Didik sedikit bercerita pada suatu sore, kira-kira 7 tahun yang mana lalu di area forum terbatas pimpinan redaksi, saya berdiskusi dengan Muhaimin Iskandar yang mana bergumam tentang keadaan bahwa opposisi nihil. Muhaimin mengumumkan hanya sekali Faisal Basri yang digunakan berdiri lalu bersuara lantang mengkritisi pemerintahan Joko Widodo atau Jokowi yang mana mulai menjadi otoriter. Jokowi mulai menampilkan sosok tiran tetapi tersembunyi dengan sempurna.

“Faisal Basri adalah sosok yang dimaksud tegas dan juga berani di memperjuangkan nilai-nilai demokrasi, transparansi, akuntabilitas, kemudian keadilan di sektor ekonomi dan juga urusan politik Indonesia,” ungkap Didik.

Meskipun tidak ada menduduki jabatan formal dalam partai atau pemerintahan, menurutnya kiprah Faisal Basri baik sebagai akademisi maupun aktivis ekonomi-politik telah dilakukan memberikan dampak besar pada menggalakkan reformasi lalu perbaikan kebijakan kemudian demokrasi secara luas di area Indonesia

Faisal Basri bersatu Didik J. Rachbini, Fadhil Hasan, Didin Damanhuri, serta Nawir Messi terlibat di merancang INDEF, institusi bereputasi, kritis kemudian progresif pada menilai kebijakan perekonomian Indonesia.

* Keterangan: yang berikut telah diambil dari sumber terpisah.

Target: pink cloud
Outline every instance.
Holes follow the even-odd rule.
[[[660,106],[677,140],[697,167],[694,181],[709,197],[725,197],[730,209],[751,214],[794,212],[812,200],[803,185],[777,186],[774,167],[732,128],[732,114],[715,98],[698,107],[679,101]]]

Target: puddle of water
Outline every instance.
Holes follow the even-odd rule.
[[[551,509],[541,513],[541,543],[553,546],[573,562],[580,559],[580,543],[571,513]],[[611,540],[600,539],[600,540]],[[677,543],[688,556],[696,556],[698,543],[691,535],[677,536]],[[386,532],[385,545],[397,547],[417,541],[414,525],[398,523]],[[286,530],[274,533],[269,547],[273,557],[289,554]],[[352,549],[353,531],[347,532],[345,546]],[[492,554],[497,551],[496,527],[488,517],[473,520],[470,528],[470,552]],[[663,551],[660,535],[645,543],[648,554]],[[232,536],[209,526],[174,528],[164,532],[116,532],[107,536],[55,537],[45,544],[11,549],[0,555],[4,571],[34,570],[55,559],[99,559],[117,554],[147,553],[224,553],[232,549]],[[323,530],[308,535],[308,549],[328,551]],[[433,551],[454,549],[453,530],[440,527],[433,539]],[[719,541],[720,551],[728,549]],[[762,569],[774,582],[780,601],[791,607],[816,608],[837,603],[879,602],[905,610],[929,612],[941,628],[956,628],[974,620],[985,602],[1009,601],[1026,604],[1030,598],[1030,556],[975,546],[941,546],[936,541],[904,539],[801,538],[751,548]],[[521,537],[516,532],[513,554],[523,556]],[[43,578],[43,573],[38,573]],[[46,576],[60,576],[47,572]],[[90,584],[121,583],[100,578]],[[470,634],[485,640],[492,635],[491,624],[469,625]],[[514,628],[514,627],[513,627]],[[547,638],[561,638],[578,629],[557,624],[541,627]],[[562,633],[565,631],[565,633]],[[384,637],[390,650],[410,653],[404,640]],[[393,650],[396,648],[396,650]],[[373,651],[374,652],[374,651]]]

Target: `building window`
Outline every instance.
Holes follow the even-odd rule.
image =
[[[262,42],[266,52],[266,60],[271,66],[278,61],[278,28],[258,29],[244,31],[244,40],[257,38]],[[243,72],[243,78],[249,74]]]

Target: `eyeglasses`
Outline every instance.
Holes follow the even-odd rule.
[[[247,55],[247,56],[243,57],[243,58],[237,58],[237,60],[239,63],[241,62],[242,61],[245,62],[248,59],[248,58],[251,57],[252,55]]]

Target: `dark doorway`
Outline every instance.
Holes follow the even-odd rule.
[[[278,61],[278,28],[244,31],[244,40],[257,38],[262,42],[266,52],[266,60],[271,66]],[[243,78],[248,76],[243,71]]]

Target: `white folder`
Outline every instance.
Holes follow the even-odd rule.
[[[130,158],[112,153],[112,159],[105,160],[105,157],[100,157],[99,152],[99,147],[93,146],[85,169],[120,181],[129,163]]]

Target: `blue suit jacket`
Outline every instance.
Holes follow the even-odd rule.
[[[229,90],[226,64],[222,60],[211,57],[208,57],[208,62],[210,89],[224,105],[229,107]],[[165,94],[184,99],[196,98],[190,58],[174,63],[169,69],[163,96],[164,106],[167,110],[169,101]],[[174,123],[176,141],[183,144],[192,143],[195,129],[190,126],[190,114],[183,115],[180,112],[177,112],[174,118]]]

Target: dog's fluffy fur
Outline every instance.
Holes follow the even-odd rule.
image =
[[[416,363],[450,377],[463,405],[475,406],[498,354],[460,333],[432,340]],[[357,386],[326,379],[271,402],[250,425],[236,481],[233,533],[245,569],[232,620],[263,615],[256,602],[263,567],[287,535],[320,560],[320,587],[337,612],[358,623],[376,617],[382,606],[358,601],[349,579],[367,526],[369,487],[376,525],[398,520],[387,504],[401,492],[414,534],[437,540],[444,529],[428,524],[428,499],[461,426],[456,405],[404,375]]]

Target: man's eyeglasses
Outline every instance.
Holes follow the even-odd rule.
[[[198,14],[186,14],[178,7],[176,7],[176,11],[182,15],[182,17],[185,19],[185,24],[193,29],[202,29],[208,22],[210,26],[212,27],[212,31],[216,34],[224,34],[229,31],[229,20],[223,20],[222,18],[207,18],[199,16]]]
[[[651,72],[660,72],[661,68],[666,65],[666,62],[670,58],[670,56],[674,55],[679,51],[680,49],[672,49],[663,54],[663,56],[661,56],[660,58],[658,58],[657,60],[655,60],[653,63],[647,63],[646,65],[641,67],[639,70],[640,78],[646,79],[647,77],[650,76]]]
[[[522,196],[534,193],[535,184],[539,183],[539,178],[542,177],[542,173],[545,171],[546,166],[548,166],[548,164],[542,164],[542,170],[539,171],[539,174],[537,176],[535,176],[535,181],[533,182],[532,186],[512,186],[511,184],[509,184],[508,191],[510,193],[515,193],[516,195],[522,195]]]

“Pandangan Faisal dengan saya tak berbeda, kesamaan pandangan pada hal kemandirian analisis perekonomian lalu keinginan memacu reformasi sektor ekonomi yang lebih banyak adil lalu pro-rakyat. Tetapi Faisal lebih banyak berani, gamblang juga terus terang sehingga tidak ada aneh seperti politisi kancil Muhaimin yang tersebut berada di area di koalisi pada periode 1 pemerintahan Jokowi menyesalkan demokrasi yang dimaksud absen opposisi,” ungkapnya.

Dengan sahabat ekonom lainnya dalam Indef seperti Didin Damanhuri, Faisal sama-sama mengedepankan prinsip-prinsip dunia usaha yang digunakan berkelanjutan juga adil. Berbagi visi pada hal reformasi kebijakan sektor ekonomi yang dimaksud berpihak pada kesejahteraan publik bawah.